A short while ago I announced I was doing a giveaway. It ended on 5th July, so here are the preliminary results. In fact I also participated in a cross-promotion in which 20 mystery and suspense authors made their books available free on Instafreebie, undertaking to promote the offer to their mailing list.
The giveaway was costly – the value of the prize plus promoting the giveaway itself came to over $200. I’d hoped for a minimum of 200 subscribers; I got 97. Conclusion? Not worth it. Especially when compared to the cross-promotion, which cost me nothing (Instafreebie offer a free trial for a month, after which it’s $20 a month if you want to collect the email addresses of those who download your book).
The cross-promotion brought in 576 subscribers, meaning I now have upwards of 700 altogether. In three years of blogging, I laboriously reached 65, so the sudden influx is massive. Is this the way forward? Everyone says so.
Now the challenge is to convert those subscribers into readers, and ultimately readers who’ll want to pay for the next book in the series. I’m approaching this with some trepidation – send out too many emails, be too pushy or adopt the wrong tone, and they’ll unsubscribe. So far, my unsubscribe rate is under 4%, which is healthy. If it goes up to 7%, Mailchimp (free till you get to 2000 subscribers) suspect you of spamming and send you nasty warnings.
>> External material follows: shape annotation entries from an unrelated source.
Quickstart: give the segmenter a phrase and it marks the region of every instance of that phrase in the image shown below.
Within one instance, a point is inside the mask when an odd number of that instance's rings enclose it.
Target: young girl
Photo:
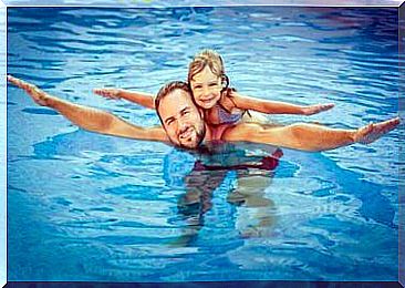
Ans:
[[[312,115],[330,110],[334,104],[301,106],[240,95],[229,88],[221,56],[212,50],[204,50],[189,64],[188,84],[194,100],[204,110],[209,125],[233,124],[251,119],[249,110],[266,114]],[[154,109],[154,95],[122,89],[95,89],[94,93],[110,99],[125,99]],[[247,113],[246,113],[247,112]]]

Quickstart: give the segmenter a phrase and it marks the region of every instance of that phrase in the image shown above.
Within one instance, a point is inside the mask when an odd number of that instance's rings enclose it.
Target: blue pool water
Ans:
[[[354,128],[398,112],[396,9],[8,13],[8,73],[138,125],[159,122],[92,89],[156,93],[185,80],[204,48],[218,50],[242,94],[336,104],[270,121]],[[274,169],[241,169],[273,148],[189,153],[96,135],[9,86],[8,279],[395,280],[398,133],[323,153],[283,150]]]

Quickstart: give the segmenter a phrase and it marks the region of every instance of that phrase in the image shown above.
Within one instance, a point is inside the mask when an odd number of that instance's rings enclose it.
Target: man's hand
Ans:
[[[334,107],[333,103],[310,105],[310,106],[305,106],[303,109],[303,114],[309,116],[309,115],[313,115],[313,114],[316,114],[316,113],[320,113],[323,111],[328,111],[333,107]]]
[[[391,119],[380,123],[370,123],[363,127],[360,127],[354,134],[354,142],[362,144],[370,144],[382,135],[388,133],[394,130],[397,125],[399,125],[399,117]]]
[[[7,80],[15,86],[24,90],[32,97],[32,100],[35,101],[37,104],[41,106],[50,106],[50,100],[52,99],[52,96],[48,95],[34,84],[30,84],[21,79],[11,75],[7,75]]]
[[[102,88],[102,89],[93,89],[93,92],[106,99],[114,99],[114,100],[121,99],[120,96],[121,89]]]

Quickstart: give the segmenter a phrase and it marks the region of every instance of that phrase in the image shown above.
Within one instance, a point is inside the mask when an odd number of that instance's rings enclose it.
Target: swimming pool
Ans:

A lot of people, of course, don’t even open the emails. Or don’t read the free books. Or if they do, don’t pay for the next one. So only a tiny proportion of subscribers will become your followers or fans. How tiny? Only time will tell. But at least it feels like I’ve got some sort of traction, a sense of control over a process which has hitherto been random and wasteful. If I convert just 5% of subscribers into followers, that’s 35 – not a lot, but still way more in a single month than in three years of effort up to then. So what do I do next? Rinse and repeat.